Softness had come, but so had sadness.
That was enough forward bending.


I laid on my back, bent up my knees for Setu Bandha and just looked at the ceiling thinking of Mark. No specific memories or images, just a muted feeling of his essence and the sadness of the loss. I pulled myself back to the moment and pressed up into Setu Bandha (Bridge Pose). Then without any other preparation, straight into Urdhva Dhanurasana. Resting in between I did three full backbends.
Paschimottanasana settled me down again.

I laid on my back thinking about what came next in the sequence - my Ashtanga practice has been so irregular over the last two years, the sequence is not automatic any more. I remembered Chakrasana. It’s been years since I’ve attempted it - how I’ve missed that pose. How I’ve missed my practice...
I felt my way slowly from Halasana, stretching my feet further away from my head, pressing my hands down into the floor. I rolled over smoothly and easily, coming out into Dog Pose.
What an innocent joy I felt, like a child doing a somersault.

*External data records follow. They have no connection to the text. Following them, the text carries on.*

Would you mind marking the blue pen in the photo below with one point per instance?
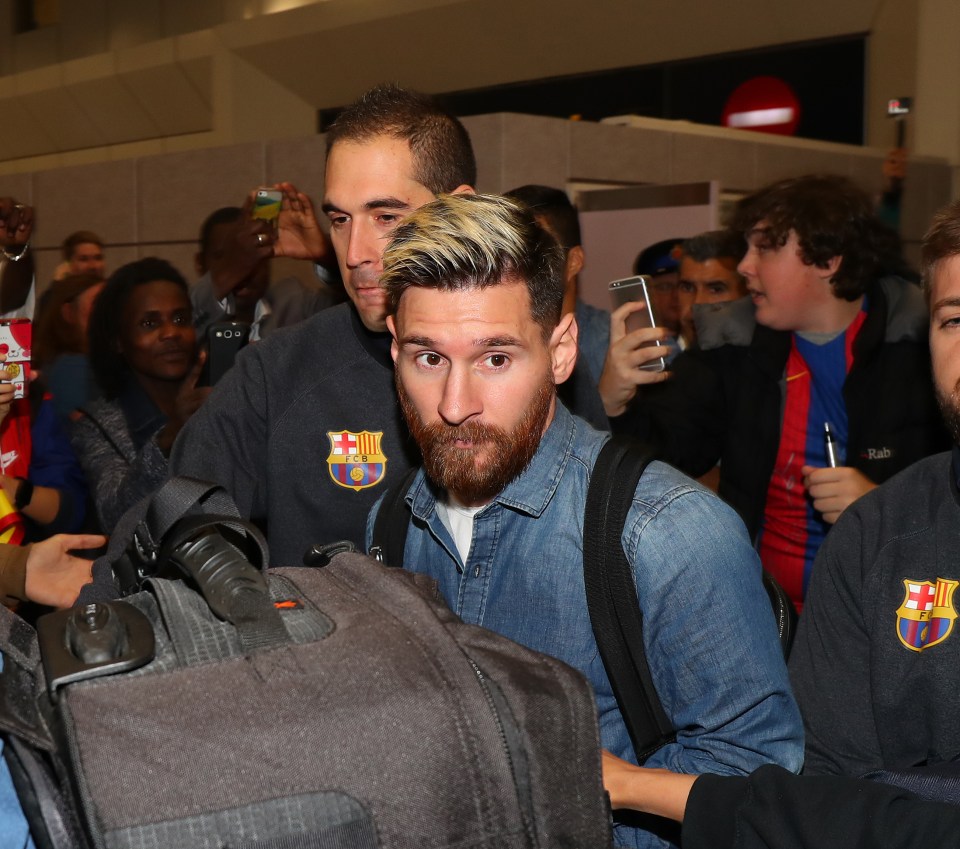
(830, 444)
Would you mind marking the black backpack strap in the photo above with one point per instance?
(612, 596)
(134, 549)
(392, 523)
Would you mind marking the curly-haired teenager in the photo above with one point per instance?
(827, 337)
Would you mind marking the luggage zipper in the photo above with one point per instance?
(510, 738)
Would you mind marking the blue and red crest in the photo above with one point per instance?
(355, 460)
(926, 615)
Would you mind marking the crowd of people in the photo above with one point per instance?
(799, 392)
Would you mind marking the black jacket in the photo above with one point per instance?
(774, 809)
(725, 402)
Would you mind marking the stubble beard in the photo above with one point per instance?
(458, 469)
(950, 410)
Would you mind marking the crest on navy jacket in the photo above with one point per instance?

The finishing poses were glorious. I stayed in Urdhva Padmasana (full lotus in shoulderstand wiht hands supporting the knees) for over 10 minutes. It was the most nourishing yoga experience I’ve had for years. Every part of my body, my bones, my glands, my arteries, my organs bathed in the soothing warmth of this inverted pose. It imparts not only extraordinary physiological effects but also mystical energetic effects when held for a long time.
Headstand was interrupted after 5 minutes by a phone call from Ebony. No matter. After the call I sat in Padmasana for a few minutes then did a Dog Pose and a short Savasana.

Re-entry into yoga practice, one barrier overcome...

My body has changed. It is lighter both physically and energetically, and there is less restriction in my lower back than there was a few months ago. Once I’d decided to break off the 4 year relationship in August/September my lower back quickly stopped aching and morning stiffness disappeared completely...coincidence? I don’t think so. Perhaps I’d been emotionally ‘stuck’ in a wrong relationship which was manifesting in my lower back, or perhaps the love flowing through me for Mark was opening all the channels, physical, etheric, energetic, divine...
There is still bone on bone restriction in my lumbar spine, but not the agony and nerve pain that has stifled me these past two years.

Yesterday I noticed for the first time some slight contraction and closing up of my body so I put off doing yoga for yet another day and went for a two hour solitary hike up the mountain instead.
Well...not quite so solitary because it was early evening and there were lots of koalas, kookaburras, yellow tailed black cockatoos and lizards around. This nonchalant koala was perched in a eucalyptus tree about shoulder height. Further up the same branch clinging perilously to the tip was her baby.